I considered the inconvenience of the magical box not showing up on my doorstep at all, then did some quick math to see if it was really worth canceling. After reading $546.24 on my calculator, I picked my brain up off the floor and decided yes, absolutely yes, it was worth canceling the order. I really hadn’t stopped to think about how it was adding up financially, or in the sheer quantity of bottles we were recycling each year.
So, in an effort to save some cash and not fill the bin quite so fast, I started researching alternative options. I don’t care if this sounds petty — I’ll go ahead and admit that I am not a fan of refill soap packages. They’re messy and saggy, and I don’t have space for a giant blob of a bag in our already-packed linen closet. Bar soap was never an option to me, because I don’t see how it could ever not be a bacteria breeding ground with a 6-year-old whose fingers are constantly up her nose running around. Another option: foaming hand soap. This one intrigued me because instead of a refill bag, it requires just one container of liquid soap.
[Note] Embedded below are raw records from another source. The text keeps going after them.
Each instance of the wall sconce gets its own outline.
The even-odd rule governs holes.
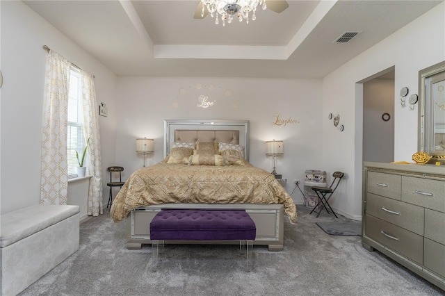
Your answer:
[[[277,155],[283,155],[283,141],[272,141],[266,142],[266,155],[273,156],[273,171],[272,174],[277,179],[281,179],[281,174],[277,174],[275,167],[277,167]]]
[[[145,166],[145,157],[147,154],[153,153],[154,151],[154,140],[147,139],[136,139],[136,152],[142,153],[144,156],[144,167]]]

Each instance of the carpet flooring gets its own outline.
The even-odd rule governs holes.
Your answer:
[[[108,213],[81,224],[80,249],[20,295],[441,295],[444,291],[378,252],[359,236],[330,236],[298,207],[286,219],[284,249],[254,246],[253,268],[231,245],[169,245],[157,268],[152,248],[125,247],[125,222]]]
Foaming hand soap definitely seemed like my best option, but I was concerned about whether or not it actually worked as well against germs as a full-concentration liquid soap. I read about a study conducted by the American Journal of Infection Control that tested two common brands of hand soap: one liquid and one foaming. The study showed that the bacterial colony count of foaming hand soap did decrease, but didn’t lower as significantly as it did with the liquid hand soap.
When asked about the study, Dr. Guenter Kampf, a hand hygiene expert at the University of Ernst in Germany, noted that “For domestic use it may not make a difference whether a foam or liquid soap is used because cleaning of the hands is the main purpose of washing them.”
My takeaway? Dr Guenter Kampf didn’t say not to use the foaming soap, so I decided to go for it — with the caveat that I’d bust out the full formula liquid soap when someone in the household got sick.
So I made my own. I’ve been using it for a while now and I am very pleased. It’s so incredibly easy to make — it’s all about the foaming mechanism on the pump. You can purchase something new like this modern one, or simply reuse a foaming pump bottle like the ones from Bath and Body Works. I stole mine from my mom’s house on a recent visit and took the label off and it looks good as new.
The only other thing you need besides the foaming pump is liquid soap. You can use either dish soap or regular liquid hand soap — it really doesn’t matter. I’ve seen people use everything from Palmolive to the refill packs from Cleancult (the only soap refill containers I don’t mind!). I stuck with my favorite mid-range brand in my favorite scent. You can also use castile soap, and add in a few drops of jojoba oil and essential oils if you prefer to go the natural route.
Step 1: Fill the bottom of your foam soap container with about 1 inch of liquid soap. Even if you have a larger container, 1 inch of soap will be more than enough.
Step 2: Turn on a slow stream of water and fill the container, leaving enough room to put the pump back in without overflowing.
Step 3: Screw the foam pump in place and give the container a little shake.
That’s it! You’re finished! Once the pump is empty just repeat the steps — you’ll be amazed how long that one container of liquid soap will last.